If a player character dies, I try to make sure it is meaningful in the moment. They get their last words or their dramatic fall to the ground, and depending on the character, they might receive some vision based on their god or whatever.
Moving on past it, usually the player whose character died chills for the moment. Assuming the party has no way of reviving them at the moment, there is usually an in-game discussion on if reviving them is even an option. Out of game we might also talk briefly about if the player wants a new character, or if they want to be revived.
Assuming the revival can’t happen that session, I’ll have the player make a new character and I’ll make sure they are introduced within the first hour of the next session. I hate, hate, hate nothing more as a player than having a session where I literally sit out waiting to be introduced (happened to me twice) for hours IRL.
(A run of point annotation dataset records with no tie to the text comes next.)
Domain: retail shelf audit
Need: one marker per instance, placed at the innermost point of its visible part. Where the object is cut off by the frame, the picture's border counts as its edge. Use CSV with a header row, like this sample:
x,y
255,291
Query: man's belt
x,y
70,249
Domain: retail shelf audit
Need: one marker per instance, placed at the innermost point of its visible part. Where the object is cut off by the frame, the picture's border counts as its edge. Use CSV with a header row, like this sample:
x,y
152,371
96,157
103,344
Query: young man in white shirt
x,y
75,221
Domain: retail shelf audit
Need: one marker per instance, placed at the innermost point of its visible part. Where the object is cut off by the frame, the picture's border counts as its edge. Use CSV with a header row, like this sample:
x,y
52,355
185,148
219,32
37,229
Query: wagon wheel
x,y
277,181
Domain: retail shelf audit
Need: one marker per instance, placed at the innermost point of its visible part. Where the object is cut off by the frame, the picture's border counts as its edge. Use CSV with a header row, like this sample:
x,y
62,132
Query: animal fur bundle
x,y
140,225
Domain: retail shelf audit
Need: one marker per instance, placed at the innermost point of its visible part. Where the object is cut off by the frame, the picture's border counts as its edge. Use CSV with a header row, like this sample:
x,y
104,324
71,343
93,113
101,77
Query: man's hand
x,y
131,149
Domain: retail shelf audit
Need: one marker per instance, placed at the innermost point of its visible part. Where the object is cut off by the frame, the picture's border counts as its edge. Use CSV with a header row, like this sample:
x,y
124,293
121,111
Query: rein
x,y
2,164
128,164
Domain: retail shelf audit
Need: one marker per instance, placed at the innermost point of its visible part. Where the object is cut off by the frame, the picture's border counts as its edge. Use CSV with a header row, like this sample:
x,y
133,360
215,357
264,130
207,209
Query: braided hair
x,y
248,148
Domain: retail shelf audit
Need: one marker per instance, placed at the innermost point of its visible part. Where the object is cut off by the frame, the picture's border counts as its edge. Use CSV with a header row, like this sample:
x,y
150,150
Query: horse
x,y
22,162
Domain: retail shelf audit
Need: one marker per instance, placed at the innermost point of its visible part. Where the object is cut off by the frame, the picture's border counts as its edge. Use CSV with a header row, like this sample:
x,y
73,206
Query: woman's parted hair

The only really hard part is if that character had important backstory stuff tied to the big main stuff going on. Just need to be creative, find a way that the plot can still move forward. Or, perhaps it changes the direction the campaign goes - never be afraid to toss your plans out the window.
As for balancing things, it’s truly a trick. I would start softer and ramp it up. The most important piece is learning what your party is currently capable of, and how much punishment they can take before they would break. But never forget three things.
Action economy is king. The more actions one side can take, the sooner they can win. Remember that if one player falls, it not only means that player is down, it means the rest of the party must now fight even harder AND use action economy to perhaps heal/save them or at least protect them from further harm.
The dice can truly be a blessing or a bane (hah). You can handcraft a “perfectly balanced” encounter but the dice will force a different story. Even just the initiative roll can decide combat: once I was a player, around lvl 10 or 12 or so. We got ambushed at night by a fire giant. Rolled initiative, fire giant went last, with me just before. Everyone hammered into it, and then I finished it off with Disintegrate. It didn’t even get a chance to move lol. On the flip side, I’ve seen easy encounters become practically deadly because of bad dice rolls.
(Super illegal tip, keep this on the hush) You can adjust encounters on the fly. You can change the monsters HP. You can add more monsters in or take them away. You can fudge a roll and say the bugbear trips. You can give the TRex the ability to teleport. You should not get in the habit of doing this - if you are adjusting on the fly, it implies that you are controlling the encounter to go how you want it to go, which means removing player agency. Bad. BUT if you’re a new DM and you accidentally make an encounter WAY TOO easy/hard, this is your secret weapon. Key tip with this: once info is known, don’t change it, unless there’s a reason. So if your players attack a Wyvern and a 15 hits, then a 15 should be a hit every time, unless maybe thematically that hit ruined/removed its scales and so you lower the AC.